Recurrent neural networks (RNNs), such as linear attention and state-space models, have gained popularity due to their constant per-token complexity when processing long contexts. However, these recurrent models struggle with tasks that require accurate recall of contextual information from long contexts, because all contextual information is compressed into a fixed-size recurrent state. Previous studies have shown that recall ability is positively correlated with the recurrent state size, yet directly training RNNs with large recurrent states results in high training costs. In this paper, we introduce StateX, a post-training framework that efficiently expands the states of pre-trained RNNs. For two popular classes of RNNs, linear attention and state-space models, we design post-training architectural modifications in StateX, to scale up the state size with no or negligible increase in model parameters. Experiments on models with up to 1.3B parameters demonstrate that StateX efficiently enhances the recall and in-context learning performance of RNNs without incurring high post-training costs or compromising other capabilities.

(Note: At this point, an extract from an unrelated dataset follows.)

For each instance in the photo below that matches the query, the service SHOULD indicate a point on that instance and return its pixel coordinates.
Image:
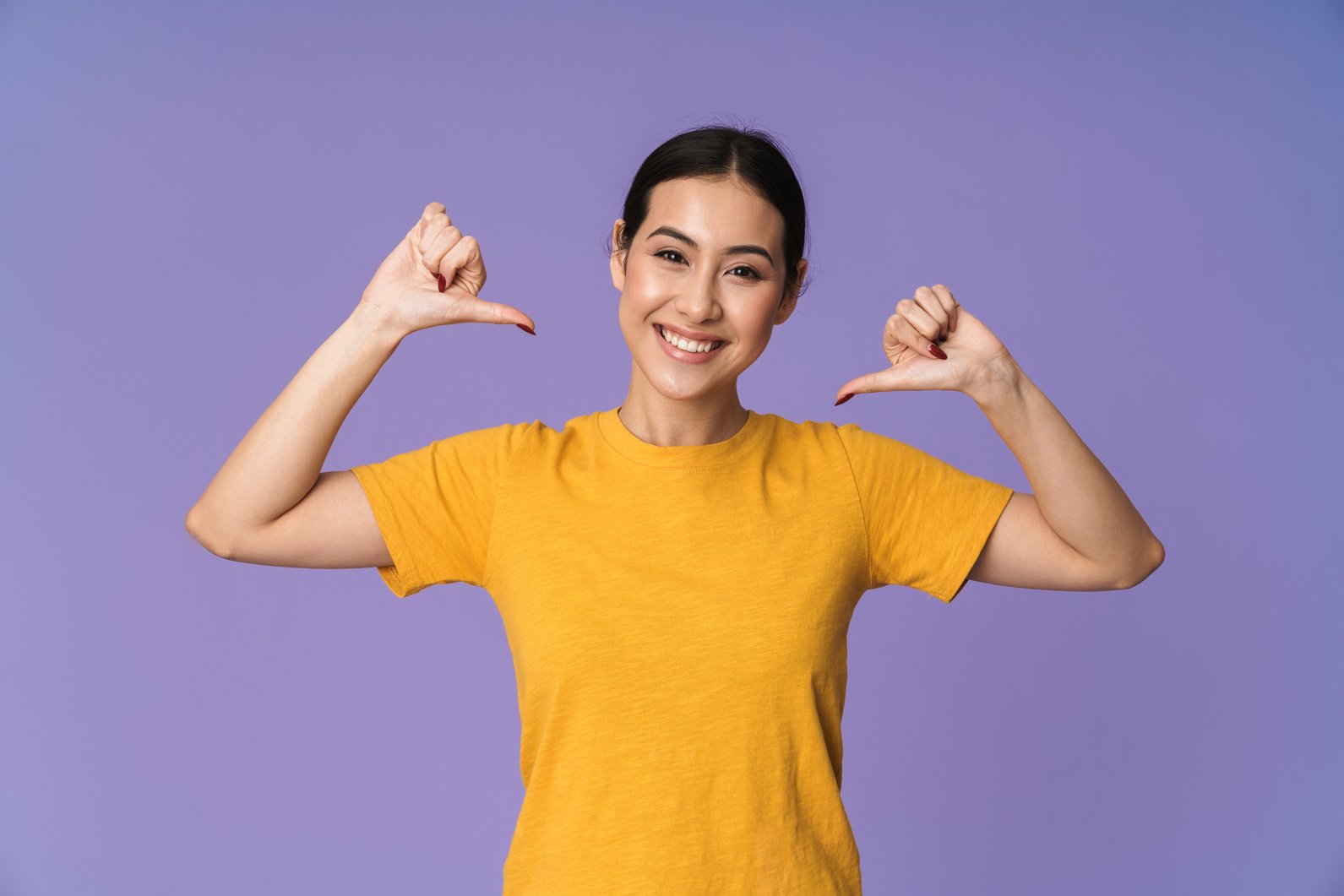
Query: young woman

翻译:[translated abstract in Chinese]
循环神经网络(RNNs),如线性注意力机制和状态空间模型,因其在处理长上下文时具有恒定的每词元复杂度而受到广泛关注。然而,此类循环模型难以准确召回长上下文中的信息,这是因为所有上下文信息都被压缩至固定大小的循环状态中。已有研究表明,召回能力与循环状态大小呈正相关,但直接训练具有大状态容量的RNN会导致高昂的训练成本。本文提出StateX——一种高效扩展预训练RNN状态的训练后框架。针对两类主流RNN(线性注意力机制与状态空间模型),我们在StateX中设计了训练后的架构修改,使得在不增加或仅微量增加模型参数的前提下扩展状态容量。在参数规模达1.3B的模型上的实验表明,StateX能够高效提升RNN的召回能力和上下文学习性能,且不会带来高昂的训练后成本或损害其他能力。